Yeah...  that's what I'm thinking.  It's got me wondering...  we are talking through-the-lens metering, aren't we?

-Pete


----------



## Josh66 (Sep 3, 2010)

Christie Photo said:


> O|||||||O said:
> 
> 
> > With good metering, you shouldn't have any darkness problems...
> ...


I am, lol.  Can't speak for the OP...


----------



## Christie Photo (Sep 3, 2010)

O|||||||O said:


> I am, lol.  Can't speak for the OP...



Well...  like I say, it got me wondering since I've not done any macro work with a SLR.  Is it possible to experience "bellows factor" with a macro focusing lens?


----------



## Josh66 (Sep 3, 2010)

Christie Photo said:


> O|||||||O said:
> 
> 
> > I am, lol.  Can't speak for the OP...
> ...


You know, I'm not sure...  I guess it would depend on the camera...?

Any light changes due to close focusing should be automatically accounted for by the in camera meter, right?


----------



## Christie Photo (Sep 3, 2010)

O|||||||O said:


> Any light changes due to close focusing should be automatically accounted for by the in camera meter, right?
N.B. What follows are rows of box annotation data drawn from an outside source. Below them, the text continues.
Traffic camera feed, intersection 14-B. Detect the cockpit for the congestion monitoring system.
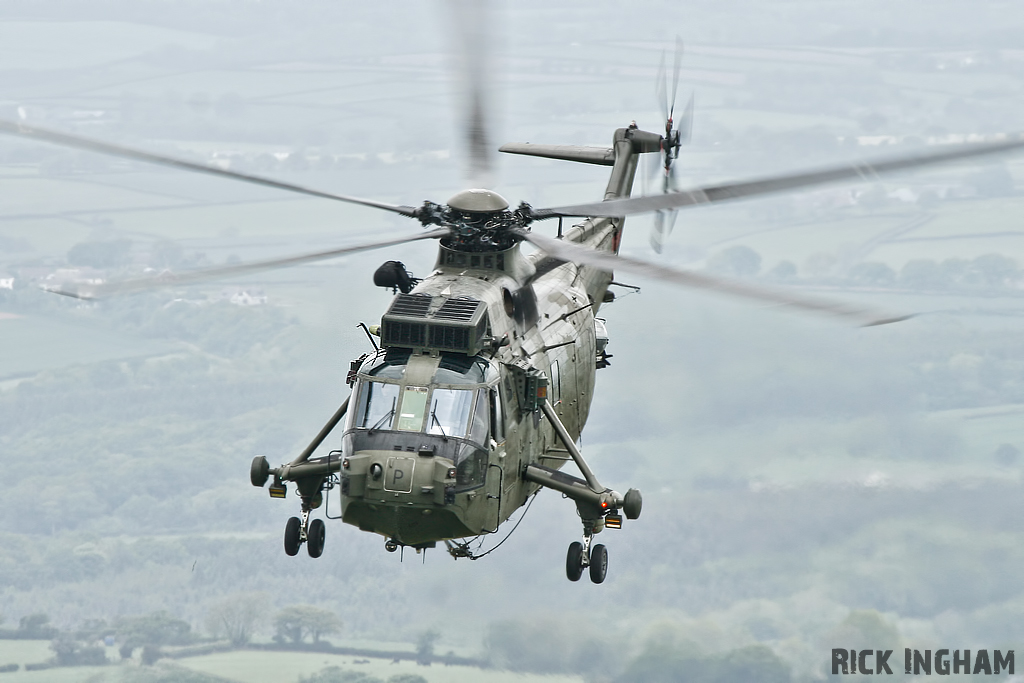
[345,348,504,490]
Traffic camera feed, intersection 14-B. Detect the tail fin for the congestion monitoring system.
[498,142,615,166]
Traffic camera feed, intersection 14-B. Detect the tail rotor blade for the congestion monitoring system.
[677,94,693,143]
[654,51,670,121]
[668,36,683,119]
[447,0,495,187]
[517,228,910,327]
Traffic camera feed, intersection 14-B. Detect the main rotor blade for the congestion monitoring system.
[534,136,1024,218]
[515,228,911,327]
[0,120,416,217]
[449,0,495,187]
[47,227,451,299]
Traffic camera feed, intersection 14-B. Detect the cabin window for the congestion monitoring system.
[551,360,562,403]
[355,382,398,429]
[490,387,505,443]
[455,444,487,490]
[469,389,490,445]
[395,387,429,431]
[427,388,473,437]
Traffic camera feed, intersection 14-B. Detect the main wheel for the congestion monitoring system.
[565,541,583,581]
[306,519,327,557]
[590,544,608,584]
[285,517,302,555]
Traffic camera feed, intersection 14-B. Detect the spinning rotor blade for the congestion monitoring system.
[47,227,450,299]
[534,136,1024,219]
[0,121,416,216]
[516,229,911,327]
[669,36,683,119]
[449,0,495,187]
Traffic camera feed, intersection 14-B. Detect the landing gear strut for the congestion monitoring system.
[285,506,327,557]
[565,531,608,584]
[522,401,643,584]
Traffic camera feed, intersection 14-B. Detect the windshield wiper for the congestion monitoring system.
[430,400,447,441]
[367,398,398,434]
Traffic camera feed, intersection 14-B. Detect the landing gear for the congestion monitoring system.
[285,510,327,557]
[565,541,583,581]
[285,517,302,557]
[306,519,327,557]
[590,543,608,584]
[565,533,608,584]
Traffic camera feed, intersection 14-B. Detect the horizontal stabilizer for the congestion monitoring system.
[498,142,615,166]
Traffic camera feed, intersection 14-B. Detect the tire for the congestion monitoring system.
[565,541,583,581]
[590,544,608,584]
[623,488,643,519]
[249,456,270,488]
[285,517,302,557]
[306,519,327,557]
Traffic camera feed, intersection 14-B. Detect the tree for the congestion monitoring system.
[850,261,896,287]
[114,610,195,659]
[299,667,384,683]
[273,605,341,643]
[206,593,268,645]
[50,634,108,667]
[17,612,57,640]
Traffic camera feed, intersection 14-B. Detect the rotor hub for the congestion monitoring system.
[449,188,509,213]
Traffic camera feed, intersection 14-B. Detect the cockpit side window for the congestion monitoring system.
[355,382,398,429]
[427,387,473,436]
[469,389,490,445]
[490,386,505,443]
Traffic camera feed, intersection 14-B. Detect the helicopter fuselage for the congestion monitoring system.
[339,218,622,546]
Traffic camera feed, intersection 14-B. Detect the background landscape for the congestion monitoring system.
[0,0,1024,683]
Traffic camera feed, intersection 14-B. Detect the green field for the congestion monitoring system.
[0,651,582,683]
[0,315,175,381]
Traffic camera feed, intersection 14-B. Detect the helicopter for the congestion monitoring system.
[0,33,1024,584]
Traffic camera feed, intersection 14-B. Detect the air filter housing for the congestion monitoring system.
[381,294,487,355]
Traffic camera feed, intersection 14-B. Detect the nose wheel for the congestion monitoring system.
[285,510,327,557]
[565,535,608,584]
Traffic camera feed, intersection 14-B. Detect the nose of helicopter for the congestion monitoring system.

Right.  IF he's metering through-the-lens.  See what I mean?


----------



## Josh66 (Sep 3, 2010)

I get you now.  I'm going to assume that the OP is using the in-camera meter, but I guess we'll have to wait for clarification to be sure...


----------



## JbleezyJ (Sep 3, 2010)

I just use matrix metering in my camera when doing macro digitally.


----------



## djacobox372 (Sep 3, 2010)

The two most popular B/W films are kodak tmax, and fujifilm neopan acros


----------



## conorg (Sep 6, 2010)

Yeh I agree that fuji neopan SS 100 would be a good choice to use, and best of all is relatively cheap :thumbup:


----------